И даже Татьяна не выдержала и вступила в спор:
– Павел Петрович, я вас не понимаю... Как это умыть руки? Спешите умывать руки, словно бы ничего не случилось? Иль боитесь, что заподозрят?.. Улики... Вы весь мусор стаскивали на такие смешные баррикады, развели мерзость на улицах Москвы, своими прекраснодушными речами подначивали молодежь к революции, а теперь всем умывать руки? Я вас правильно поняла? А кто будет разгребать завалы? А кто будет платить по счетам? И снова нет ответчика. Если приглядеться, то на ладонях... Нет-нет, я зарапортовалась.
– Таня, от вас не ожидал... Мне крайне неприятно. Я что, подследственный? Иль вы пострадали в девяносто третьем? У вас убили близкого человека? Изнасиловали?.. А что прикажете делать? Жить с грязными руками? Да, я оступился, окунулся в навоз, и теперь навсегда запретите мне ходить в баню, чтобы источать благовония?
Мне было больно, что Татьяна укусила меня сахарными, но острыми зубками. Казалось бы, привыкнуть должен: мало ли били в пах и волочили за волосье. И по делу, по делу... Собственно, кто она мне? Полюбовница, порядовница, союзница в общих делах? Так – соломинка в стогу, репей на штанине; случайно столкнулись на распутье, из простой деликатности и деревенской дружественности помог в житейских затруднениях. И все?.. Кабы... Ее магнитные чувственные поля странным образом наслоились на мои, и нет бы отторгнуться, так вдруг пробудили в душе нелепейшие ожидания... Бог мой, ведь замужняя баба... к кому клеишься, седатый черт, корчишь из себя молодого полюбовника, а колени скрипят, как сухая деревина в лесу, пихни локтем в ребро и лопнешь, будто дряхлый еловый сучок... Катузов, словно прочитав мои мысли, ухмыльнулся, мне показалось даже, что папаха волос съехала на сторону от удовольствия, что меня осадили, поставили на место; образованцам не столько нужен особенный порядок и достаток в стране для всех, но нужен порядок и достаток лишь для себя, и особенно важно в малейшем споре одержать верх, словно бы от этой-то победы само собой и случатся самые нужные и благодатные перемены... Вот посадит меня Катузов нынче в грязь – и, значит, будет спать глубоко, без жутких ночных картин...
– Павел Петрович, извините, если что не так, – сказал Катузов снисходительно и, отхлебнув из рюмки, посмотрел на меня сквозь толстое граненое стекло, глаз был круглый и налитый кровью, как у водолаза, всплывшего из морских глубин.

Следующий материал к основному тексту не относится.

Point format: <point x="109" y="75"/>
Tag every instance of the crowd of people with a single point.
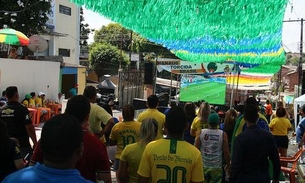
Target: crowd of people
<point x="194" y="143"/>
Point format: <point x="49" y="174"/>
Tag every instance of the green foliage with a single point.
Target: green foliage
<point x="84" y="29"/>
<point x="120" y="37"/>
<point x="115" y="35"/>
<point x="105" y="59"/>
<point x="31" y="15"/>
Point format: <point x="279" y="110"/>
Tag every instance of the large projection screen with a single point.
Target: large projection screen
<point x="198" y="87"/>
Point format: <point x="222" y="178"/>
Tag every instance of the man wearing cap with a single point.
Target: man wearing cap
<point x="212" y="143"/>
<point x="152" y="112"/>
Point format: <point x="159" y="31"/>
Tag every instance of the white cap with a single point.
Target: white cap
<point x="41" y="93"/>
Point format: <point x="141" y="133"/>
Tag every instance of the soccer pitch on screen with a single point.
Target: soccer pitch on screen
<point x="197" y="87"/>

Я вдруг нашел, что у Катузова удивительно тонкие сухие губы, едва прикрывающие крупные щучьи зебры. И как только Кутюрье целуется с ним? – с каким-то мстительным удовольствием подумал я, уже совсем не любя женщину. Я откинул ее прочь, будто отыгранную карту, как сбросил в колоду и ту клирошанку из церкви, по которой еще томился вчера.
– Вы не находите, что получили по счетам? – помедлив, продолжил Катузов. Последние слова молодому человеку дались с большим трудом, но хмельную голову вскружило, и не было уже сил прикусить язык. – Нельзя иметь дело с шатким человеком, на которого нельзя опереться... Для вас все игра, психологический опыт, а на кону – жизни, миллионы людей... Вы идете вперед спиною, вы пятитесь, глядя назад, вы живете воспоминаниями, а народ, который живет воспоминаниями, – погибший народ. Это – навоз истории, это использованный материал, может, и гумус для других... Наверху надо почистить, крепко пошерстить: там кто в лес, кто по дрова. А нужны заединщики, чтобы бритву меж ними не просунуть... Вы понимаете меня? Жаль, наверху нет шерстяной лапы, кто бы подсуетился за меня. – Тут Катузов вопрошающе и заискивающе посмотрел на меня, только что костерил, готов был послать меня «по владимирке» иль на сто первый километр от Москвы, и вдруг испугался своих же слов, стал по-собачьи жалконько ластиться, заискивающе глядеть в глаза, чтобы схлопотать сладкую подачку.
– Вы что, готовы на власть? – спросил я невинным голосом.
Я смеялся над Катузовым, а он не понимал моего коварства. Я презирал подковерную борьбу, политические стычки и случки, дворцовых слуг и сук, но поставить «голопупенку» на место умел всегда, отчего и нажил себе пренеприятнейших врагов, они-то и создали вокруг моей персоны выжженное пространство.
– Вы знаете, чем отличается власть от проститутки?
– Догадываюсь, чем схожи. Обе продаются...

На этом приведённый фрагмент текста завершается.